As the owner of an Indian-based web and mobile development firm that has recently been going through the sale process, as well as an American cloud-based company we sold, I know what information you are looking for.
It's great that you are planning ahead 3-4 years. That's a great start. The best way to maximize the valuation of your company during the sale is to generate recurring revenue leading to sustainable profits in the 20%+ range. You should examine ways to generate recurring revenue from your clients and not depend solely on their returning for a rebuild years after the initial engagement. Consider a support package, or some value-added services on a subscription basis such as SEO, technical support, server management, etc. If your firm doesn't have those skills, you should consider partnering with another firm who can offer them under your brand. I suggest finding an offshore firm with a long track record and a commitment to service quality whose services you can mark up an additional 50% or so and resell. These relationships become critical to the sale process as well, so it's important to get started early and find the right partner.

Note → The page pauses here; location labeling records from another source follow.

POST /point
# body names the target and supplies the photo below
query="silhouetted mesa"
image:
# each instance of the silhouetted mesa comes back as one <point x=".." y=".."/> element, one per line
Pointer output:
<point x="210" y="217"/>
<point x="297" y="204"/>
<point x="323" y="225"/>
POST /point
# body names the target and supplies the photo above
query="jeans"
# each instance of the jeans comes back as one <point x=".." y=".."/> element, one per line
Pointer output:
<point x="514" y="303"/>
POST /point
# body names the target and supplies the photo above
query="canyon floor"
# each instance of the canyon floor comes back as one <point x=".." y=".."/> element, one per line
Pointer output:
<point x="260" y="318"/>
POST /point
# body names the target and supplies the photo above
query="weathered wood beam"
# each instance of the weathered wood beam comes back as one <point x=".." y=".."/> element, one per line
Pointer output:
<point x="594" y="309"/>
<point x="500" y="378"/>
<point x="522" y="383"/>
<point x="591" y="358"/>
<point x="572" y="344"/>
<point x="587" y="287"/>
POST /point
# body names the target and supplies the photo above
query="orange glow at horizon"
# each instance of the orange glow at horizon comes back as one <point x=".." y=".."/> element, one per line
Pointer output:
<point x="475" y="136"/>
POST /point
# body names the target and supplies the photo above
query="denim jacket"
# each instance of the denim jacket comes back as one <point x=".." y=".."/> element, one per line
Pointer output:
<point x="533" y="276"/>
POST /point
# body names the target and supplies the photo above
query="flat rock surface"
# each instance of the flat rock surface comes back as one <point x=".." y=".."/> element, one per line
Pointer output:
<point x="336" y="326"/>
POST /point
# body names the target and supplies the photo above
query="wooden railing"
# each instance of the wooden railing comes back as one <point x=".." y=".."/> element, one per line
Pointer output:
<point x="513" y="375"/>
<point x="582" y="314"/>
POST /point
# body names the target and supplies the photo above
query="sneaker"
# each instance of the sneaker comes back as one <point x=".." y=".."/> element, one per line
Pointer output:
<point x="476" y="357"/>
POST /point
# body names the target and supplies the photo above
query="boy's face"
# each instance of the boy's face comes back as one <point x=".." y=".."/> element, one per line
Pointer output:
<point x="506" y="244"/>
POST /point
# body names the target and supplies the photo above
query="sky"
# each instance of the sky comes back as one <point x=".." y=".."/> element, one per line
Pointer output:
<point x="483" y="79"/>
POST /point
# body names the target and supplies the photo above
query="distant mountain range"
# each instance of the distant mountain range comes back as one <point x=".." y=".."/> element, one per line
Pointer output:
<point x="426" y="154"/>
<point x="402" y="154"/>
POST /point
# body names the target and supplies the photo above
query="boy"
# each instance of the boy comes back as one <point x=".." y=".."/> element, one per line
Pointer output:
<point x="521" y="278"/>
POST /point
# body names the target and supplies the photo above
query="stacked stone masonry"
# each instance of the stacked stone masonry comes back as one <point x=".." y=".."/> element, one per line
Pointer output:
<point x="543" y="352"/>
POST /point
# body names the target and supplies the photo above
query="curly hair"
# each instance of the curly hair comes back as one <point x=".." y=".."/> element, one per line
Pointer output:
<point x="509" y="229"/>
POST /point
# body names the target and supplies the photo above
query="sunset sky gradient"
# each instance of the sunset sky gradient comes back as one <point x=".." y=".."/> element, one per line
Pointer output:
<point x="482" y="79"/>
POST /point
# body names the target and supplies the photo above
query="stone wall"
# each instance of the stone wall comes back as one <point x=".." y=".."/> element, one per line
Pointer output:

There are no default ways to value your company, though there are a few accepted valuation methods. It will be largely up to you, as the business seller, to make and negotiate your position and shop around for different buyers. What I can tell you for certain is that you will be in a weak position if you don't get recurring revenue in place. Even moderate recurring revenue can generate 2x returns on your valuation. You should have at least 2 years of solid growth in these revenue channels before you approach buyers.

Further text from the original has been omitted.